You might have liked reminding of gold’s use as a portfolio hedge before the S&P sank and gold prices jumped.
But markets make opinions. And putting the stock market to one side for a moment, one of the widest-held opinions on gold is that it moves in the opposite direction to interest rates.
This makes sense, because gold pays you no income. So if bonds or cash-in-the-bank start offering improved returns, gold becomes less attractive. (It also suffers a loss of speculative puff too, because rising rates mean hot-money traders have to pay higher costs to run a bullish position in the futures or options market.)
Of course, rising interest rates only really offer better returns if they beat inflation. So what really works as kryptonite to gold prices — or so considered opinion says — is when the real rate of interest goes higher, adjusted for the cost of living.
Recent history backs this up. Over the last 15 years, and looking at all 5-week periods, gold and real interest rates — meaning here the annual yield offered by 10-year Treasury bonds, adjusted for the bond market’s 10-year inflation expectations — have moved in the opposite direction 64% of the time.
In the half-decade starting 2013, that rose to 70% of the time. Gold’s inverse connection with real rates hit record strength in 2017.
But 2018 has seen a big shift, as we noted back in July. It has only grown bigger since then.

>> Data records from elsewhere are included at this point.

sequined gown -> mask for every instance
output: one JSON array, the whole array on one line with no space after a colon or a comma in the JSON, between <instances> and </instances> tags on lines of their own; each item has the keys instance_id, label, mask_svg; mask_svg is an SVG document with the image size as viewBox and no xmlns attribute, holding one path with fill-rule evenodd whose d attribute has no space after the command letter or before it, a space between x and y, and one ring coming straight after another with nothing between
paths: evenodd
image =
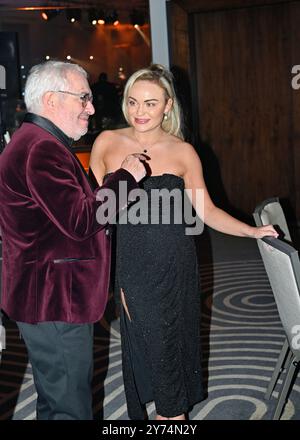
<instances>
[{"instance_id":1,"label":"sequined gown","mask_svg":"<svg viewBox=\"0 0 300 440\"><path fill-rule=\"evenodd\" d=\"M123 378L134 420L144 418L143 404L151 400L160 415L173 417L203 399L194 238L185 234L185 224L174 222L172 212L181 209L176 201L171 224L163 224L168 206L151 192L183 194L184 182L163 174L145 178L141 187L148 195L148 214L156 214L159 224L118 224L116 252L116 286L124 291L131 318L121 308Z\"/></svg>"}]
</instances>

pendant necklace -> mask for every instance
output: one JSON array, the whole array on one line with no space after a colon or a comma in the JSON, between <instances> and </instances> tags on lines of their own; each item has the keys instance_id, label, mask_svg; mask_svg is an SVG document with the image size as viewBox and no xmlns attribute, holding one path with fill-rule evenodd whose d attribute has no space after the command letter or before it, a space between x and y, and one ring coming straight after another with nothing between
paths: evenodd
<instances>
[{"instance_id":1,"label":"pendant necklace","mask_svg":"<svg viewBox=\"0 0 300 440\"><path fill-rule=\"evenodd\" d=\"M139 145L141 146L143 153L148 153L149 149L153 147L154 144L156 144L158 142L158 139L155 142L152 142L152 144L149 144L147 147L143 146L141 144L141 142L138 140L138 138L135 136L135 134L133 134L135 140L139 143Z\"/></svg>"}]
</instances>

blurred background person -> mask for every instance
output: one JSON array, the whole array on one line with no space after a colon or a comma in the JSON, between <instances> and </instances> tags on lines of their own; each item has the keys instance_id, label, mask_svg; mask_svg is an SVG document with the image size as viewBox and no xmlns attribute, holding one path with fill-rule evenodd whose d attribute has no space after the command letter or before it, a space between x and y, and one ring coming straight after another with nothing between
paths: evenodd
<instances>
[{"instance_id":1,"label":"blurred background person","mask_svg":"<svg viewBox=\"0 0 300 440\"><path fill-rule=\"evenodd\" d=\"M26 115L26 105L21 99L17 101L16 111L15 111L15 129L19 128L22 124L24 117Z\"/></svg>"},{"instance_id":2,"label":"blurred background person","mask_svg":"<svg viewBox=\"0 0 300 440\"><path fill-rule=\"evenodd\" d=\"M108 81L106 72L101 72L91 89L96 110L93 118L95 129L101 131L118 125L122 119L122 111L116 84Z\"/></svg>"}]
</instances>

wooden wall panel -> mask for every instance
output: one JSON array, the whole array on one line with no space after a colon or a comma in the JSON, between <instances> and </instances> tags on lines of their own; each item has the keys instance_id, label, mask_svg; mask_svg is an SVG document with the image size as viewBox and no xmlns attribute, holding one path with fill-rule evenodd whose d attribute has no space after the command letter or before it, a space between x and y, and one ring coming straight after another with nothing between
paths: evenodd
<instances>
[{"instance_id":1,"label":"wooden wall panel","mask_svg":"<svg viewBox=\"0 0 300 440\"><path fill-rule=\"evenodd\" d=\"M170 58L172 65L190 73L188 14L177 3L170 3Z\"/></svg>"},{"instance_id":2,"label":"wooden wall panel","mask_svg":"<svg viewBox=\"0 0 300 440\"><path fill-rule=\"evenodd\" d=\"M247 214L278 195L300 217L300 90L291 87L299 18L299 2L194 15L203 157L221 173L208 186L217 200L223 185Z\"/></svg>"},{"instance_id":3,"label":"wooden wall panel","mask_svg":"<svg viewBox=\"0 0 300 440\"><path fill-rule=\"evenodd\" d=\"M192 95L192 57L190 47L190 21L187 12L175 2L169 3L169 47L171 70L175 77L176 93L183 108L184 135L194 143L195 130Z\"/></svg>"},{"instance_id":4,"label":"wooden wall panel","mask_svg":"<svg viewBox=\"0 0 300 440\"><path fill-rule=\"evenodd\" d=\"M299 0L173 0L188 13L220 11L221 9L247 8Z\"/></svg>"},{"instance_id":5,"label":"wooden wall panel","mask_svg":"<svg viewBox=\"0 0 300 440\"><path fill-rule=\"evenodd\" d=\"M290 65L300 65L300 7L292 5L290 9ZM294 75L292 75L294 76ZM300 82L298 81L300 84ZM288 172L293 177L293 186L290 192L290 200L292 206L296 207L298 222L300 221L300 88L291 92L291 108L290 108L290 134L289 146L291 160Z\"/></svg>"}]
</instances>

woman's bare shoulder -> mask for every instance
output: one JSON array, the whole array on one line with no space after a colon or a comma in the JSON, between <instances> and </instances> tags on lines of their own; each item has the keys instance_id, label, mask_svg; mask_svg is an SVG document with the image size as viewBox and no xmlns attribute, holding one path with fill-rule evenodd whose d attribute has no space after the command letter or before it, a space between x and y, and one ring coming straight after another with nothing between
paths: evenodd
<instances>
[{"instance_id":1,"label":"woman's bare shoulder","mask_svg":"<svg viewBox=\"0 0 300 440\"><path fill-rule=\"evenodd\" d=\"M196 154L196 150L193 147L193 145L190 144L189 142L186 142L183 139L180 139L179 137L171 136L170 143L174 152L178 152L180 154L186 154L186 155Z\"/></svg>"},{"instance_id":2,"label":"woman's bare shoulder","mask_svg":"<svg viewBox=\"0 0 300 440\"><path fill-rule=\"evenodd\" d=\"M115 141L116 138L122 138L128 136L128 128L117 128L115 130L104 130L97 136L95 143L110 143Z\"/></svg>"}]
</instances>

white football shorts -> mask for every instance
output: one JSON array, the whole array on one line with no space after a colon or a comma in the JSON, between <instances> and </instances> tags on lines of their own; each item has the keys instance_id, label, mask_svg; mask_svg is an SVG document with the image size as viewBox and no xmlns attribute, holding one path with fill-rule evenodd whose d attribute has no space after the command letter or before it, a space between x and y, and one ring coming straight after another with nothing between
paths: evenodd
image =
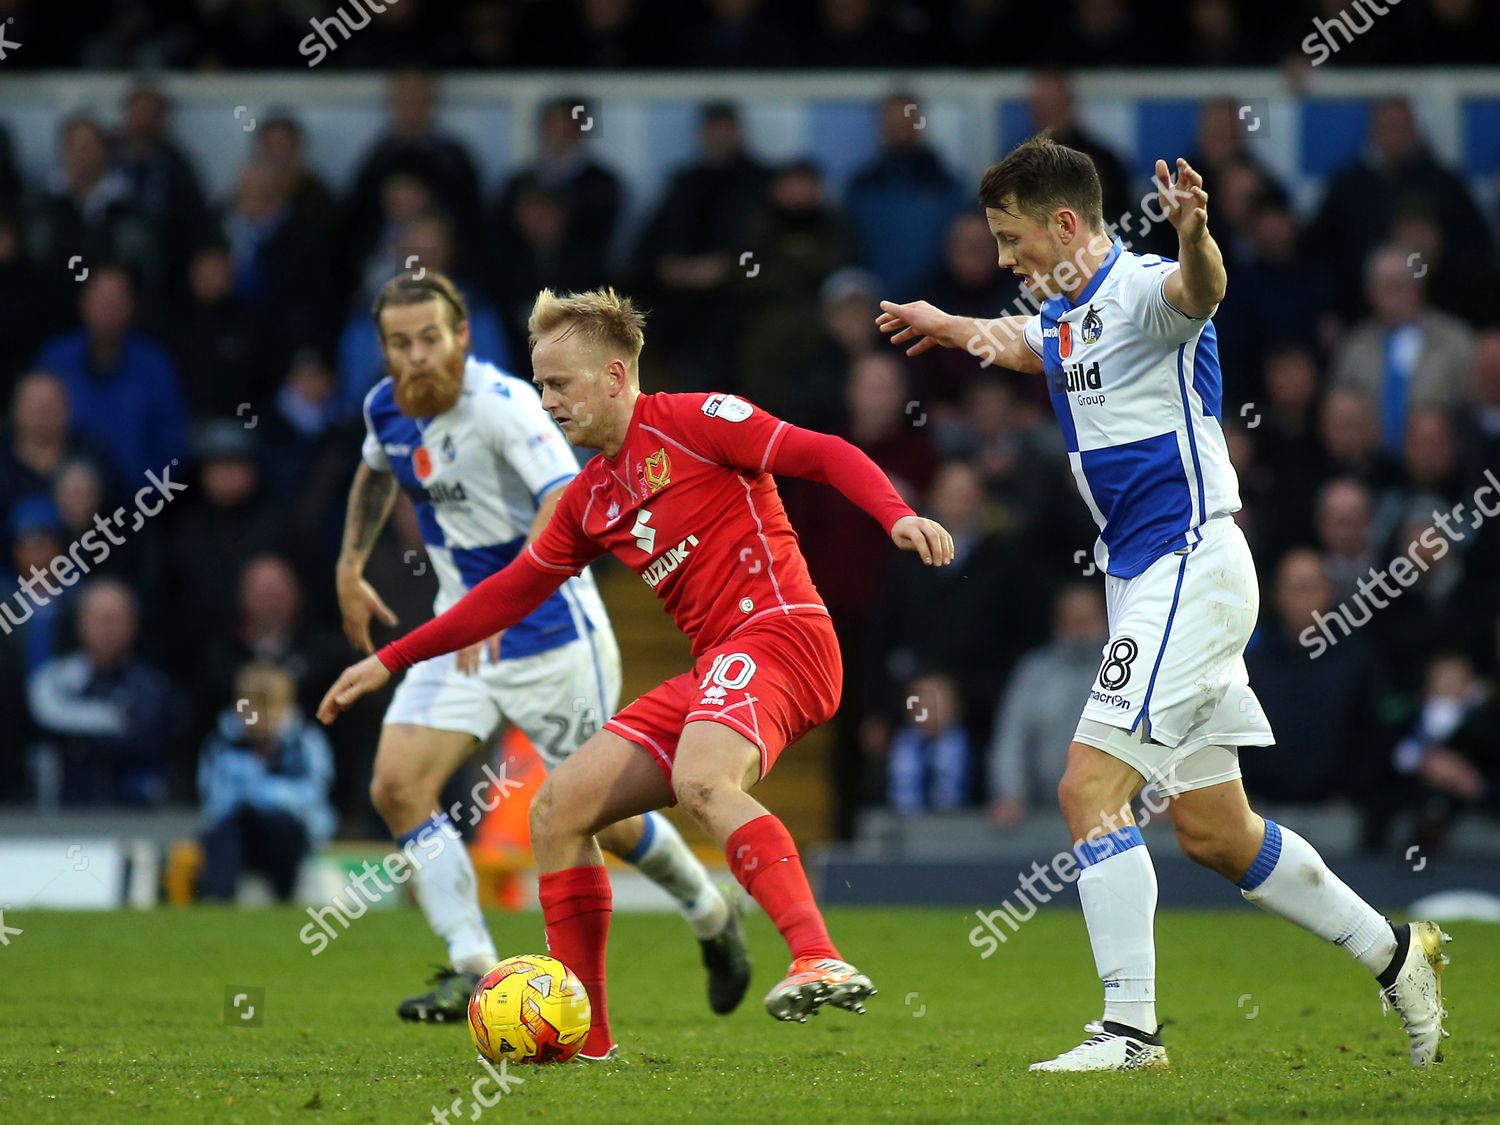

Since New Year’s Day, gold and real 10-year rates have now moved in opposite directions only 55% of the time on a 5-week basis.
Over the last 3 months, that figure has fallen to 50%, keeping gold near $1,230 per ounce as real 10-year rates have risen from 0.77% to 1.06%.
That’s the highest real interest rate on 10-year Treasury bonds since February 2011. A move of that size would now put gold down below $1,120 per ounce if it had happened between 2013 and 2018, costing investors $3.85 for every 1 basis-point rise in real 10-year rates instead of the mere 3 cents dink it has got in reality since late-July.
What to make of gold trying to shuffle off its chains of real-rate kryptonite?
First, such a move was to be expected given how tight those chains had grown. Because as BullionVault said in September 2017:
“From a negative correlation [that]strong — very nearly perfect [last]spring, and [then]still stronger than the positive daily correlation of gold with silver prices — a retreat looks statistically likely, if only short term.”
So second, the link between real rates and gold is likely to reassert itself sometime soon. Only this time, it may prove good for gold prices. Because the market’s 2018 forecast that interest rates are going to rise faster than inflation looks set to meet its own power-sapping kryptonite.
Private investors are certainly looking afresh at the gold market, too. This month has marked a clear break with 2018’s pattern of bargain-hunting and then profit-taking. Because even as prices rose, net demand on our peer-to-peer trading exchange has jumped 7-fold over the last week from its previous 52-week average, reaching well over 5,000 ounces. We haven’t seen such a positive response to a rising gold price since Trump’s election followed the UK’s Brexit referendum shock in 2016.
What changed to make price-wise investors chase gold higher as real interest rates tick up? Well you saw what just happened to the stock market, right? And did you see Trump’s new impersonation of Turkey’s President Erdogan, telling his “independent” central bank to stop raising rates?